Стенка на стенку. С одной стороны — превосходство в живой силе. С другой — превосходство в вооружении.
И плоть встретилась с металлом. Передние ряды «мимов» сразу же срезались без особых проблем. Будто собирая урожай, военные прошлись по ним косой, срезая колосья жизни. Но за павшими, шли другие и конца им не было. Вдобавок, «мимы» не наступали толпой, мешаясь друг другу, будто неразумный скот. Нет. Они постоянно перемещались меняя траекторию бега и положение своего тела. То ложась они проползали какое-то расстояние, то вдруг вскакивали и пригибаясь, зигзагообразно перебегали с места на место, неуклонно приближаясь. И эти движения, на первый взгляд сумбурные, обладали неким таинственным согласованием. Будто некая воля управляла ими в тот момент, создавая из отдельных личностей, один живой логичный механизм.
После первой неудачи, от основной ударной волны, отделилась какая-то часть, и приняв положения лёжа, открыла огонь из автоматического оружия, перестреливаясь с людьми короткими очередями. Остальные же, подхватив тела погибших собратьев и прикрывшись ими словно щитами, с максимально скоростью, уже не юля и не уворачиваясь, бросились вперёд. До людей им оставалось каких-то три метра.
«Это конец… — подумал напоследок Лактионов, приготовившись к удару».
И всё… Никаких мыслей, никаких чувств в нём не осталось, началась тупая и бессердечная борьба со смертью. Вся его жизнь, сосредоточилась в рукояти автомата. Он перестал быть человеком. Больше никаких команд и приказаний, никакого сожаления и злости на несправедливую судьбу. Он стал оружием и стал он убивать.

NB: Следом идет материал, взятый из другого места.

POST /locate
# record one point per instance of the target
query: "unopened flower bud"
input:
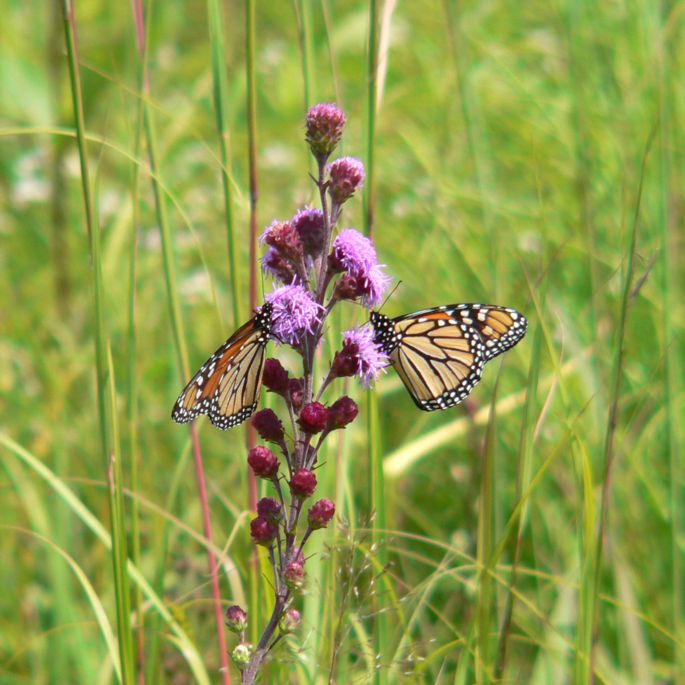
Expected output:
(309, 225)
(268, 425)
(324, 127)
(236, 619)
(290, 621)
(320, 514)
(284, 238)
(269, 509)
(296, 392)
(346, 177)
(275, 377)
(263, 462)
(341, 413)
(294, 575)
(263, 532)
(303, 483)
(242, 654)
(313, 418)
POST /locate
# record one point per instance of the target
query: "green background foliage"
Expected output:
(529, 154)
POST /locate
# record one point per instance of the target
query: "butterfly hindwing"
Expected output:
(439, 353)
(226, 386)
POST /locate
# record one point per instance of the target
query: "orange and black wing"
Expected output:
(439, 353)
(226, 387)
(500, 328)
(438, 359)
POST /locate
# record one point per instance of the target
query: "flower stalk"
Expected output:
(313, 272)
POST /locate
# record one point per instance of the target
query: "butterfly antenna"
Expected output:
(390, 294)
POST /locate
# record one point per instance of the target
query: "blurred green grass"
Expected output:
(508, 161)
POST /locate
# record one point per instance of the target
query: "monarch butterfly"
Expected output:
(439, 353)
(226, 386)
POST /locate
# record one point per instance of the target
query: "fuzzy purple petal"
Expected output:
(373, 286)
(294, 313)
(371, 359)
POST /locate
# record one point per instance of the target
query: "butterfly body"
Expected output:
(439, 353)
(226, 387)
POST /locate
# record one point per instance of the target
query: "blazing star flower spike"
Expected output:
(353, 253)
(359, 345)
(324, 126)
(372, 286)
(294, 313)
(308, 223)
(277, 266)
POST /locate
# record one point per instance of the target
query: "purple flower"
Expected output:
(236, 619)
(372, 286)
(353, 253)
(294, 313)
(346, 177)
(308, 223)
(359, 347)
(324, 126)
(276, 266)
(282, 236)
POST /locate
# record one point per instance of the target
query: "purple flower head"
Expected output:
(294, 313)
(346, 177)
(324, 126)
(276, 266)
(353, 253)
(360, 347)
(308, 223)
(236, 619)
(372, 286)
(282, 236)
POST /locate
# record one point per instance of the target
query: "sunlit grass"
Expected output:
(504, 146)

Короткими очередями, срезал троих, затем граната в основную гущу. Снова очередь. Снова граната. Очередь, очередь, очередь. Стрелять приходилось в основном по ногам, а затем уже добивать, прицельно в голову. Бить в туловище практически бесполезно, мёртвое тело-щит, сдерживало основную дозу свинцового дождя. Снова очередь и снова граната. Небольшая передышка, чтобы перезарядиться и снова стрельба.
А «мимы», подобрались практически уже вплотную. Целиться больше нет нужды, успевай только перезарядиться. И стреляй, стреляй, стреляй, покуда снова не надо менять рожок. И так кажется до бесконечности.
Но Лактионов не задумывался сколько ещё там осталось проклятущих «мимикридов», разрезая их ряды, словно горячим ножом податливое масло. Он сражался за свою собственную жизнь, хотя и понимая всю бессмысленность своего поступка. Но не такой он был человек, чтобы сдаваться столь просто.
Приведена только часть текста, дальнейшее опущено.